Suite à ces révélations, la NWSL et la MLS avaient annoncé leur volonté d’obliger Dell Loy Hansen a céder ses parts détenus dans le capital des Utah Royals et du Real Salt Lake City, un processus toujours en cours. En attendant que les Royals soient définitivement revendus, la franchise de NWSL a été relocalisée temporairement à Kansas City, avec des nouveaux propriétaires et ce, au moins jusqu’en 2023.

 

Affaires en série

Depuis la publication de cette nouvelle politique « anti-harcèlement » en avril 2021, plusieurs enquêtes ont été ouvertes sur la base des recommandations du document. Récemment, l’entraîneur du Washington Spirit, Richie Burke, a été suspendu au mois d’août puis son licenciement confirmé par la NWSL le 28 septembre, soit deux jours avant la parution de l’enquête de The Athletic. La procédure visant Richie Burke avait été lancée après des accusations de harcèlement, relayées par le Washington Post, évoquant « un environnement de travail toxique » pour les joueuses de l’effectif.

Toujours selon le Post, le départ de Farid Benstiti de l’OL Reign en juillet dernier ne serait pas uniquement lié aux mauvais résultats enregistrés par la franchise du Nord-Ouest, mais également suite à une plainte pour « agression verbale » de la part d’une joueuse de l’effectif auprès de la direction du Reign.

C’est également le non-respect de ces mesures « anti-harcèlement » qui aurait conduit au remerciement d’Alison LaHue, alors directrice générale du NJ/NY Gotham FC, club dans lequel évolue actuellement Gaëtane Thiney. Depuis la franchise du New Jersey a également vécu un changement d’entraîneur au mois d’août…

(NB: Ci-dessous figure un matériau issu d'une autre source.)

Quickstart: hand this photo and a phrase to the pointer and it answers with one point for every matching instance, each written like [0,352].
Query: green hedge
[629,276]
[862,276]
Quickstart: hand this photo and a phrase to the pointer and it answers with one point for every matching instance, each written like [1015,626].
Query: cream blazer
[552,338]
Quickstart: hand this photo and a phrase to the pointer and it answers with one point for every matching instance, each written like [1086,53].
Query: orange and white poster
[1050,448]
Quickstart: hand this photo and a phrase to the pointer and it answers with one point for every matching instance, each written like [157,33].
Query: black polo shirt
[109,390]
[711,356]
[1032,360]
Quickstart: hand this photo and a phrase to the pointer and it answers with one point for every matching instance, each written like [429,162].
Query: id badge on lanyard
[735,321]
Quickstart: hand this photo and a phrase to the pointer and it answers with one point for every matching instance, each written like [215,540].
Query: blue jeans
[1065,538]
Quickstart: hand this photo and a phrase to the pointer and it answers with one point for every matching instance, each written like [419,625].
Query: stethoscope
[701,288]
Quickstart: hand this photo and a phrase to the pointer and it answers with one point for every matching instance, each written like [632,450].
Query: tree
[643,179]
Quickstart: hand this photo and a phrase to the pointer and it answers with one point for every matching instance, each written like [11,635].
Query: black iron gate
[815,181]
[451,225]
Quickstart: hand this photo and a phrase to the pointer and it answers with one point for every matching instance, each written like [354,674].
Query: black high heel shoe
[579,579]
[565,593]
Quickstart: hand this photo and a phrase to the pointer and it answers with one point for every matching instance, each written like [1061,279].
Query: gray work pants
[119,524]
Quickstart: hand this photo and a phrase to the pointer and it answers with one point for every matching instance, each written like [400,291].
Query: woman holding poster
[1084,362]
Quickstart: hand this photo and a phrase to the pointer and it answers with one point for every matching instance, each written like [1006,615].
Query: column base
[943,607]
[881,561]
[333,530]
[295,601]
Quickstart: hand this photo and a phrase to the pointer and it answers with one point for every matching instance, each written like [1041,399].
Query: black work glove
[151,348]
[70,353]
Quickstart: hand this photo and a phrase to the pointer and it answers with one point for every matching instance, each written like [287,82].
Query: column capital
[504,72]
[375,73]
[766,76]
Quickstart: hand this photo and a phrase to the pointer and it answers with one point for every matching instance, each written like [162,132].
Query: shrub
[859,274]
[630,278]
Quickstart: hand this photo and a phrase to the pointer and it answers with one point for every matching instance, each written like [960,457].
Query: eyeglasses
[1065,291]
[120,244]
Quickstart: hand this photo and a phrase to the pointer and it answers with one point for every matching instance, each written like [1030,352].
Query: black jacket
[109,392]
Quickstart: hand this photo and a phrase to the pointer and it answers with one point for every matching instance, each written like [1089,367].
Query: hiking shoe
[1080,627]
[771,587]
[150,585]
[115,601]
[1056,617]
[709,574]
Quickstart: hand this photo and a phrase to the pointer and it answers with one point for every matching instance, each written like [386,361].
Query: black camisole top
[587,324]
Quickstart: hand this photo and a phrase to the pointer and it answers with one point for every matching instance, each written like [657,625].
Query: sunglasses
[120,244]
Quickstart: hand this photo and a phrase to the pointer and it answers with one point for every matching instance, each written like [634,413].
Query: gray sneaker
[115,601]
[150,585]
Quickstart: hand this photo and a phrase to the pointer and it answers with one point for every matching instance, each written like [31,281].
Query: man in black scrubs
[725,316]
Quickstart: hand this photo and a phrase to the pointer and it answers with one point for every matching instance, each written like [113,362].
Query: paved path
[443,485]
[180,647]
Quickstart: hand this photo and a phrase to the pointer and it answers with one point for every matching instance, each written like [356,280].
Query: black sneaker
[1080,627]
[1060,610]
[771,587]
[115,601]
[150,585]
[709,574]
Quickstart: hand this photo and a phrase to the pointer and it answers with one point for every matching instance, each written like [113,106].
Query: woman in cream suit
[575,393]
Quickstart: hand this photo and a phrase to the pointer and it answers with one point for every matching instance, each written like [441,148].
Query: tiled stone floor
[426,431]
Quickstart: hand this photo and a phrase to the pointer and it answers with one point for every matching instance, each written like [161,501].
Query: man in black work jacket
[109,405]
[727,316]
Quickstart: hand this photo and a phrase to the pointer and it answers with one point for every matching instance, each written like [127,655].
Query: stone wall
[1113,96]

Cette nouvelle stratégie avait également été invoquée dans une enquête menée au printemps dernier après que Sarah Gorden, joueuse de Chicago Red Stars, a fait état d’un traitement raciste de la part d’un agent de sécurité lors d’un match de championnat à Houston. L’enquête qui avait suivi, n’avait abouti à aucune sanction de la part de la NWSL.

 

Des évolutions attendues par les joueuses

Les attentes et les critiques exprimées par les joueuses sur ces questions illustrent donc ce sentiment qu’il est désormais possible d’en parler et d’agir. Un volontarisme qui transparaît notamment dans la prise de positon de la NWSLPA, le syndicat des joueuses de NWSL. Le sport américain reste encore sous le choc des révélations d’abus sexuels commis dans de nombreuses disciplines, avec le cas le plus emblématique de la gymnastique américaine, et de Larry Nassar accusé par plus de 150 athlètes, souvent mineures à l'époque des faits, couvrant une période d’une quinzaine d’années.

Nassar a été condamné à plusieurs reprises en 2017 et 2018, des peines qui devraient entraîner son emprisonnement à vie. Cette affaire continue aujourd’hui de secouer le pays, comme en témoignent les auditions récentes à ce sujet organisées par le Sénat américain.

La NWSL est à son tour secouée par l’onde de choc. Reste désormais à savoir quels effets peut produire cette crise et comment le championnat américain et ses joueuses entendent se préserver des pratiques de harcèlement et d’abus de la part de personnes en position d’autorité. Un enjeu qui semble aujourd’hui majeur dans l’évolution des pratiques de management sportif, notamment dans les chemins qui mènent vers le haut niveau.